In another study conducted by McGuire et al, a total of 11 novel peptides known to specifically bind to a series of NSCLC cell linings in humans were discovered in patients suffering from lung cancer. These peptides are also known to be involved with a variety of pathways, giving a clear indication that they can be used in the prediction and early detection of lung cancer. It is also interesting to note that peptides can also be used as carriers. This is due to their ability to bind to specific sites.
In a study involving vasopressin peptide conjugated with 99mTc, it was revealed that the peptide can be used as an ideal compound in the process of imaging small cell lung cancer – SCLC cells. This peptide demonstrated high stability and novel binding to the SCLC cell linings.
Additionally, another study showed that the peptides which bind to progastrin-releasing peptides demonstrated high levels of selective uptake by tumorous tissues. At the same time, it was observed that this peptide had a very low intake in the normal tissues. This was another indication that the peptide could be used effectively for radioimmuno imaging of the SCLC cells.

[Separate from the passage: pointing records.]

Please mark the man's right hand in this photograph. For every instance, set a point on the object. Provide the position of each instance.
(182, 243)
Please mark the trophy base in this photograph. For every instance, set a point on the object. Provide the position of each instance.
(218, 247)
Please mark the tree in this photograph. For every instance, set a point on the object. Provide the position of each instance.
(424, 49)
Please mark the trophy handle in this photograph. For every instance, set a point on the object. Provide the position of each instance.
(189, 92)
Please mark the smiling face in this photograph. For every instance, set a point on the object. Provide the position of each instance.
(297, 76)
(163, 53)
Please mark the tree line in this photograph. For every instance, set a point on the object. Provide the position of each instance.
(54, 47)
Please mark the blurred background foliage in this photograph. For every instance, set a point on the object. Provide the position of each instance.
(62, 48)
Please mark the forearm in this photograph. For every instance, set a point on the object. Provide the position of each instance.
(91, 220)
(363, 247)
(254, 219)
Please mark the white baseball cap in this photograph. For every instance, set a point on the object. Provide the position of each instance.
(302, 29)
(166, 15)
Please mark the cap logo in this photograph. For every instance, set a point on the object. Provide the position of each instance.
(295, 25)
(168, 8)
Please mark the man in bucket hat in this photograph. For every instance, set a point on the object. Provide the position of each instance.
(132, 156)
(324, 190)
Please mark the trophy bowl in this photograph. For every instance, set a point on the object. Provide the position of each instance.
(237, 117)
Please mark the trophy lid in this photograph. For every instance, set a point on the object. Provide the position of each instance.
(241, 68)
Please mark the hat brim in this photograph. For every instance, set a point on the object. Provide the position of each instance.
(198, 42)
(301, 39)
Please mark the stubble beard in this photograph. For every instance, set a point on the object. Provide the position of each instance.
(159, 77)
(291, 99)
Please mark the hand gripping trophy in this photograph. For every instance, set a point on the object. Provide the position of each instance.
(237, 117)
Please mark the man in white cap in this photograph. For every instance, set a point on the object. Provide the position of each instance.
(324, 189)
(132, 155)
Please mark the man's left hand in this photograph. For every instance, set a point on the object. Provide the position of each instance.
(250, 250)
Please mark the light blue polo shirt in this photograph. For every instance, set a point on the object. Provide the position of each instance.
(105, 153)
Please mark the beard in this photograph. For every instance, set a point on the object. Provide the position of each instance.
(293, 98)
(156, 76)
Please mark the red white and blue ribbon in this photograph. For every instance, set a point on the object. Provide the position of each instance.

Several studies have also shown that peptides can be used to treat lung cancer. In a study conducted by Takahashi et al. it was observed that dendritic cell vaccines when conjugated with Wilm’s tumor-1 peptide had the potential of improving the survival rate of patients suffering from advanced NSCLC. Recently, in a study conducted by Ahsa et al. it was observed that synthesized peptide Disruptin had the ability to potentially decrease the clonogenicity of cancer cells dependent on EGFR. The study also showed that Disruptin has the ability to lower or inhibit the density of the microvessels in the linings of the lung cancer cells.
Peptide therapies and gastric cancer
The death rates due to gastric cancer has fallen significantly in the past decade, but the war is not yet over. The cases of gastric cancer have gone down significantly due to improved hygiene leading to low infections by H. pylori, reduced smoking rates, and popularization of refrigeration.
Peptides can be used effectively for detecting and diagnosing gastric cancer. In a study conducted by Zheng et al., it was observed that leucine-rich repeat-containing G protein was significantly high in gastric cancer tissues and as such, it could be used as an early diagnostic biomarker for this type of cancer. Additionally, the use of serum pepsinogen I, pepsinogen II, and carbohydrate antigen 2 have also proven to be effective in the early detection of gastric cancer.
In recent clinical trials involving patients suffering from gastric cancer, peptide-based vaccines were administered, including vaccines with vascular endothelial growth factor receptor-2, lymphocyte antigen 6 complex, and VEGF. It was observed that the administered peptide vaccines were effective in stopping tumor angiogenesis in patients suffering from gastric cancer. The studies also showed improved clinical efficacy of the vaccines, with no severe side effects being recorded in gastric cancer patients.